Monday 4 December 2017

Tax and productivity

Andrew Rawnsley was right to say that "politicians have been slow to come to a subject that has been troubling economists for some time", and the result of their apathy is the current low productivity with its projected growth rate of 1.2% (Life is going to turn very nasty if we can`t solve the growth puzzle, 26.11.17). The five "foundations" of the government are based on, in Rawnsley`s words, "addressing skills shortages and deficient infrastructure", but they, despite what the Business Leader states, are most certainly not "fine as far as they go" (An industrial strategy that puts the whole country on the map is the way to lift UK, 26.11.17). There is a huge omission, and without it, any industrial strategy will flounder.

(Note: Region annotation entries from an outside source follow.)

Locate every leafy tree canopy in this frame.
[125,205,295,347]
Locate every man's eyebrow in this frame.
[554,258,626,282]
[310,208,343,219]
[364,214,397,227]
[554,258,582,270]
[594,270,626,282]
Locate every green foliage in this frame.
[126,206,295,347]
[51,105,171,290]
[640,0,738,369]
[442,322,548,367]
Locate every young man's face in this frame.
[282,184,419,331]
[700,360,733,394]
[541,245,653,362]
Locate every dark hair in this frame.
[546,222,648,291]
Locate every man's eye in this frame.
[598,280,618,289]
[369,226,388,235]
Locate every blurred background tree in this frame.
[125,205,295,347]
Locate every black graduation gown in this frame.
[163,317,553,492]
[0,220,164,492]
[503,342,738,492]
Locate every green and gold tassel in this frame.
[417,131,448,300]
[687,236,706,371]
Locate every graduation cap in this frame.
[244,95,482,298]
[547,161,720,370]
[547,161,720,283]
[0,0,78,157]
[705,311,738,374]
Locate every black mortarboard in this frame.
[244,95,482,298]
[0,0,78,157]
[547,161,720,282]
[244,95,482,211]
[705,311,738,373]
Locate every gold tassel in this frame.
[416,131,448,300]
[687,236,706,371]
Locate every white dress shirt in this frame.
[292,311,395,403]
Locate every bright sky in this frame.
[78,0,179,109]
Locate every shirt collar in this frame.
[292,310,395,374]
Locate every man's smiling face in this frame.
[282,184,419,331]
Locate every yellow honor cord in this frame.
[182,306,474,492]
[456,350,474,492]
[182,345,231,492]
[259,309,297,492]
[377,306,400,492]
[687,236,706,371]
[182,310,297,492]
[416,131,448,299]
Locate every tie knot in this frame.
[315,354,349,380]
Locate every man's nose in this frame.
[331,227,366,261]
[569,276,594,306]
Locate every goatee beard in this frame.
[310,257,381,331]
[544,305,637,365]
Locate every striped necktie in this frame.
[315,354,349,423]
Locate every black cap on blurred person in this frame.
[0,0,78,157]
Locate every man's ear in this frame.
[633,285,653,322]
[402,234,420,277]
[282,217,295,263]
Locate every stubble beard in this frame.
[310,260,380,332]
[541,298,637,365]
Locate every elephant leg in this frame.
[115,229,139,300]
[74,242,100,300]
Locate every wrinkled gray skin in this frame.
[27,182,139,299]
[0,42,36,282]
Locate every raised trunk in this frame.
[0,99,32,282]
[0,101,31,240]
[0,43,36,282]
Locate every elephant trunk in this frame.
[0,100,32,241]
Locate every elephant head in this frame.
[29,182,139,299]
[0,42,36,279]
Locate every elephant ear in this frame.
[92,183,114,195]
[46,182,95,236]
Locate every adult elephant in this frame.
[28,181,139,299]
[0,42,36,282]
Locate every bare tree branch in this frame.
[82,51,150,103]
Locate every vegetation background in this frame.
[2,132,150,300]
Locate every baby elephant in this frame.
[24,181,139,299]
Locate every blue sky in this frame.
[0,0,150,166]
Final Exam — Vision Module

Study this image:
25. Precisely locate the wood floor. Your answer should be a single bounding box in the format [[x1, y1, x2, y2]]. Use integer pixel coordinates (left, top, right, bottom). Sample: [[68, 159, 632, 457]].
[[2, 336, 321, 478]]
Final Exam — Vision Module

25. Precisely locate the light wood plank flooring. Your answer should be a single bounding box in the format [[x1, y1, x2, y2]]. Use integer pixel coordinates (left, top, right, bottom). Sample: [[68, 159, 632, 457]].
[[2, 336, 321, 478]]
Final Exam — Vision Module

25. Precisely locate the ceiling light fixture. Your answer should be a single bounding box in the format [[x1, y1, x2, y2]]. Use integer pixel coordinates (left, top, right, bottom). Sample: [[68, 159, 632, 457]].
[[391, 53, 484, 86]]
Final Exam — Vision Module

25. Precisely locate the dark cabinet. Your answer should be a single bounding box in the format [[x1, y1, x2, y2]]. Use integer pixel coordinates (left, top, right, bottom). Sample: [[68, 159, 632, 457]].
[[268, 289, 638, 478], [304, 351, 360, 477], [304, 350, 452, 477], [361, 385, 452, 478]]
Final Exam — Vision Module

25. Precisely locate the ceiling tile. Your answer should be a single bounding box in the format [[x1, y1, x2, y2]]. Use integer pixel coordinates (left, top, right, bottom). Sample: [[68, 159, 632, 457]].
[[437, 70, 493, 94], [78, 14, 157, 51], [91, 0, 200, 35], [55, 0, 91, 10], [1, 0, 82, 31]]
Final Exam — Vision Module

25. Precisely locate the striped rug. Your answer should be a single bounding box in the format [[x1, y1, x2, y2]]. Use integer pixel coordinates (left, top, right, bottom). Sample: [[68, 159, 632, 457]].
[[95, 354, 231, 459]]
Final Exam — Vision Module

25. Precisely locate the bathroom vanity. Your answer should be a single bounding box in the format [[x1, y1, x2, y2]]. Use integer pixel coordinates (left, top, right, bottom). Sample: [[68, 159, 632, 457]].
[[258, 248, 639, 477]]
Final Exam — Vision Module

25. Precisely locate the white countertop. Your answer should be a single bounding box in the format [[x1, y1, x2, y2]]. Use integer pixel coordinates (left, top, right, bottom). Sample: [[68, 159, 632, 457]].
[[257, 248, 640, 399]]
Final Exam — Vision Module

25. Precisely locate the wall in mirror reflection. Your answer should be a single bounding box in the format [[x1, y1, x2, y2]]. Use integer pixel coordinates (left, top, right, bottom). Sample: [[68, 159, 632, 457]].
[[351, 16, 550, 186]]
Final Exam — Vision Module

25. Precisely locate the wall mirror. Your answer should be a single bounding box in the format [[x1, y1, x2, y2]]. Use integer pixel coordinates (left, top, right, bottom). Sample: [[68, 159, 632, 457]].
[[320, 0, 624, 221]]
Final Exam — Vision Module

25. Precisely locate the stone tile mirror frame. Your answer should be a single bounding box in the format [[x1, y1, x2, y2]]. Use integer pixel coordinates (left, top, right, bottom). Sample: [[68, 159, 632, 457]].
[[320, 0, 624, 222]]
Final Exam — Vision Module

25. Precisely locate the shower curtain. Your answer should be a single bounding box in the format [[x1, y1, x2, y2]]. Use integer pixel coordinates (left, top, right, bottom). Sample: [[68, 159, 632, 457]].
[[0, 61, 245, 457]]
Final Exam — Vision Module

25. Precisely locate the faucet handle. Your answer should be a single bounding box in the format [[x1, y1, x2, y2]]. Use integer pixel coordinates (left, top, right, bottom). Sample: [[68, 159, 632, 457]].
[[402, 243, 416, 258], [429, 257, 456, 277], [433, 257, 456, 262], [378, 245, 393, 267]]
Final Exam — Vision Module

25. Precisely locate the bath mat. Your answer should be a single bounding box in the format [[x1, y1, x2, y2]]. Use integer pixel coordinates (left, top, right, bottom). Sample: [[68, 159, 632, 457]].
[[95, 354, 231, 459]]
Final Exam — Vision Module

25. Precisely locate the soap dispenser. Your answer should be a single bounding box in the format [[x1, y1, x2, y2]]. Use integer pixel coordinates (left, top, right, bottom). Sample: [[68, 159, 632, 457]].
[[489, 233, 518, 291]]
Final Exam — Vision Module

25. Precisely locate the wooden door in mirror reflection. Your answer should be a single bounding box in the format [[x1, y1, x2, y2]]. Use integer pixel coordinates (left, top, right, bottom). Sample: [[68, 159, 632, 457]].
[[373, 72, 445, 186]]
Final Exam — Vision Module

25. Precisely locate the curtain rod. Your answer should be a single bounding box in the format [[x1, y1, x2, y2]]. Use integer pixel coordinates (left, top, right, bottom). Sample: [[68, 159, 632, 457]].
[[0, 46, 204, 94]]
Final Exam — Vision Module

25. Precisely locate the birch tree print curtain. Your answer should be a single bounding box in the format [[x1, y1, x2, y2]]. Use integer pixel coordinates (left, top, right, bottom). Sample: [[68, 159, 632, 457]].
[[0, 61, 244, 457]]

       It is, of course, reform of the existing tax system, which encourages short-termism and a bonus culture. Far too many CEOs are obscenely rewarded because they have overseen a rise in profits rather than in productivity, and an increase in the dividend paid to shareholders rather than in the amount produced. Raising the highest band of income tax would at least show both the government`s serious intentions in dealing with the productivity problem, and its awareness of where much of the problem lies. A sensible tax structure is needed to encourage CEOs to invest in technology and training rather than to accumulate wealth for themselves and shareholders! More scrutiny of bosses` actions instead of workers` hourly productivity would result in bigger dividends for the country as a whole.